Exportation de viande suspendue

samedi 31 janvier 2015 | Bill

L’exportation de viande de zébu est suspendue jusqu’à nouvel ordre. Cela fait désordre. C’est la réaction des observateurs et des opérateurs de la filière bovine. Aussitôt sa prise de fonction, le nouveau ministre de l’Élevage, Anthelme Ramparany, a décidé de suspendre temporairement les abattages de zébus destinés à l’exportation ; deux unités d’abattages sont concernées par cette mesure qui est pour beaucoup le contrepied de la politique adoptée par le précédent ministre de l’Élevage. Les raisons de cette mesure sont que ce sont les exportations qui ont fait flamber les vols de zébu et le phénoméne de grand banditisme rural, c’est-à-dire les « dahalo » et appauvri la population, notamment dans le Sud. Aussi le ministre va-t-il examiner et analyser toute la filière bovine car souligne-t-il, il ne faut pas privilégier les exportations de viande bovine au détriment des consommateurs locaux. Il s’agit, a-t-il indiqué, de sécuriser la filière bovine et le secteur de l’élevage.

Pour rassurer les opérateurs et les investisseurs, le ministre Anthelme Ramparany ajoute que cette suspension ne peut aller au-delà de 60 jours. Les opérateurs et responsables des unités ciblées par cette suspension d’activité auront, note-t-il, jusqu’au 6 février 2015 pour lui remettre leurs déclarations de stocks de viande et de cargaison destinée à l’exportation.

9 commentaires

Vos commentaires

  • 31 janvier 2015 à 09:18 | Isambilo (#4541)

    Quelles unités ? Propriétés de qui ? Quel sont leurs parts dans les exportations ? Où s’approvisionnent-elles ?

  • 31 janvier 2015 à 09:57 | betoko (#413)

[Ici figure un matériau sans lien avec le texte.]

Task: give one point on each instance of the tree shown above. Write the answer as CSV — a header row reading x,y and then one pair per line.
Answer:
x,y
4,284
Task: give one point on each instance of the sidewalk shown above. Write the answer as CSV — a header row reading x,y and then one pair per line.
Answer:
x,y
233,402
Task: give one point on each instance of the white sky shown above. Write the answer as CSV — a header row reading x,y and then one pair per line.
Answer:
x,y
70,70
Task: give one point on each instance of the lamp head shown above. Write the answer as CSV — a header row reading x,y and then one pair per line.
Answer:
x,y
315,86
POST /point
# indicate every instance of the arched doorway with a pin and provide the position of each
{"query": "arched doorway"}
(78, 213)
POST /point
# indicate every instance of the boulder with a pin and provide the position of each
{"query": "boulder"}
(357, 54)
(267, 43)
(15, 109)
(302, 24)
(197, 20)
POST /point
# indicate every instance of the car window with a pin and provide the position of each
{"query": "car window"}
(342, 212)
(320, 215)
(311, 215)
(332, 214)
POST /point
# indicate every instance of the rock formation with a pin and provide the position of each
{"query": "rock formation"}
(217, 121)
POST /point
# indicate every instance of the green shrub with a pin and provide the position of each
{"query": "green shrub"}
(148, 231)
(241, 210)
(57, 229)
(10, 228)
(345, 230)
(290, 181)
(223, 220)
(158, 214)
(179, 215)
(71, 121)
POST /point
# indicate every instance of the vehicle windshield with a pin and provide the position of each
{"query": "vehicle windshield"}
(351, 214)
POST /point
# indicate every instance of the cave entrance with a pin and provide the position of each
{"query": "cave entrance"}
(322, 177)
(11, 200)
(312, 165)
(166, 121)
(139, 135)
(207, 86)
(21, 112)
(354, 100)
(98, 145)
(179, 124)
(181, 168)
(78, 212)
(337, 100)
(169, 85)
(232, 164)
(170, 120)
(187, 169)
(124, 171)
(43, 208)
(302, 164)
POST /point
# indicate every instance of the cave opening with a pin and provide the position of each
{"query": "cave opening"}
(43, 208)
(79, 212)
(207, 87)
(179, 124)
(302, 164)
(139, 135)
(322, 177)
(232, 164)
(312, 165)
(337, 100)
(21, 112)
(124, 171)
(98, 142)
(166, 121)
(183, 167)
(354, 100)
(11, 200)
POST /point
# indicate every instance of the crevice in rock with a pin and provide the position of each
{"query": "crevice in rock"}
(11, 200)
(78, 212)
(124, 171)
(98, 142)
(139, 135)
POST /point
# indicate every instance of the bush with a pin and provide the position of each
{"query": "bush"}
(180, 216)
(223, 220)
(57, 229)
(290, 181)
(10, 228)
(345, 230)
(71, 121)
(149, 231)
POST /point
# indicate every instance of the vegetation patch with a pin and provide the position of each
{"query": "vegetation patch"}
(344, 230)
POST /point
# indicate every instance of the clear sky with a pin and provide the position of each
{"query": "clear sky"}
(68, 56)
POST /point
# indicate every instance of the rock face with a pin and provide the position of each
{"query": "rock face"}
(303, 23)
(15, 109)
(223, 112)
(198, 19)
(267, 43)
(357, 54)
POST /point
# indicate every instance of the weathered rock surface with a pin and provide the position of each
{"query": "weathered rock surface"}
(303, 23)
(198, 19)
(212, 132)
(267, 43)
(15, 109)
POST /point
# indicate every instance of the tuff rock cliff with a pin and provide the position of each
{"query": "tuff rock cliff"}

    En Europe il existe une méthode très simple pour surveiller le vol , l’abattage et la vente de la viande bovine .
    2° D’après les professionnels d’ici 10 ans tout au + , possible que nous allons importer de la viande de bœuf d’Afrique voir même d’Argentine , donc protéger les éleveurs , les encourager à élever plus et aussi réglementer les ventes , et aussi bien surveiller la santé des cheptels

  • 31 janvier 2015 à 10:49 | jangobo (#8776)

    Et qui va bénéficier de cet arrêt de l’exportation de la viande de boeuf ?

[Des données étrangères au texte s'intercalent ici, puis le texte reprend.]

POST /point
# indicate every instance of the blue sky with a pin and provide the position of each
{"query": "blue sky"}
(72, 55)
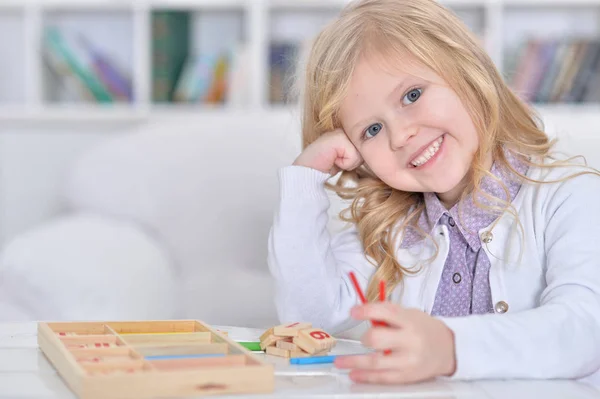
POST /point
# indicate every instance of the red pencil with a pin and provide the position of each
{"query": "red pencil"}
(375, 323)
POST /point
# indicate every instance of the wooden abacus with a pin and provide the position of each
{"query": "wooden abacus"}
(151, 359)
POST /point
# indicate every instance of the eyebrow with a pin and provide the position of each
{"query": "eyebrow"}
(400, 87)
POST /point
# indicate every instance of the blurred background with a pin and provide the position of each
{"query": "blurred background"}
(140, 141)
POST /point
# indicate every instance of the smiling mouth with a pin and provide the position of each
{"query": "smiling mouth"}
(428, 153)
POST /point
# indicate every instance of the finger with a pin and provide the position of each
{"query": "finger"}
(380, 311)
(381, 338)
(393, 376)
(371, 361)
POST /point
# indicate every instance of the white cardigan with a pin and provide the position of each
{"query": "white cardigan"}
(552, 326)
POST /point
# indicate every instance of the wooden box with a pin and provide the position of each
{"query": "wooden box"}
(151, 359)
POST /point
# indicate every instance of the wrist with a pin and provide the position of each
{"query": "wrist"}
(450, 364)
(320, 166)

    Sûrement pas moi puisqu’il n’y a jamais eu de pénurie de viande de boeuf sur le marché.

    Je vais en acheter dès que j’aie de l’argent et je n’en achète pas les jours sans. C’est la loi de l’offre et de la demande qui devrait gérer le marché et non un ministre qui veut se faire voir.

    Essayez plutôt de réglémenter nos dahalo et les éléveurs se remettront dans le secteur.

    Envoyez nos militaires dans les zones d’insécurité et ne les laissez pas à Antananarivo être une source d’insécurité pour l’Etat. Savez-vous qu’à Tana, il y a 13 corps de militaires armés qui ne font que bayer au corneille et jouer au rami ?

  • 31 janvier 2015 à 17:31 | caro (#7940)

    La mesure prise par le ministre de l’elevage semble semer la confusion.

    En effet, il est indique que la suspension de l’exportation de viande bovine ne depassera pas 60 jours. Cela veut dire qu’au-dela de cette duree, les activites vont reprendre ? Que doit-on comprendre de tout ca : des mesures vont-elles etre prises ? lesquelles, si de suite on annonce qu’apres 60 jours il n’y aura plus de suspension ?

    Le motif avance de la suspension est la protection des consommateurs locaux face aux exportations qui favorisent les vols de zebus.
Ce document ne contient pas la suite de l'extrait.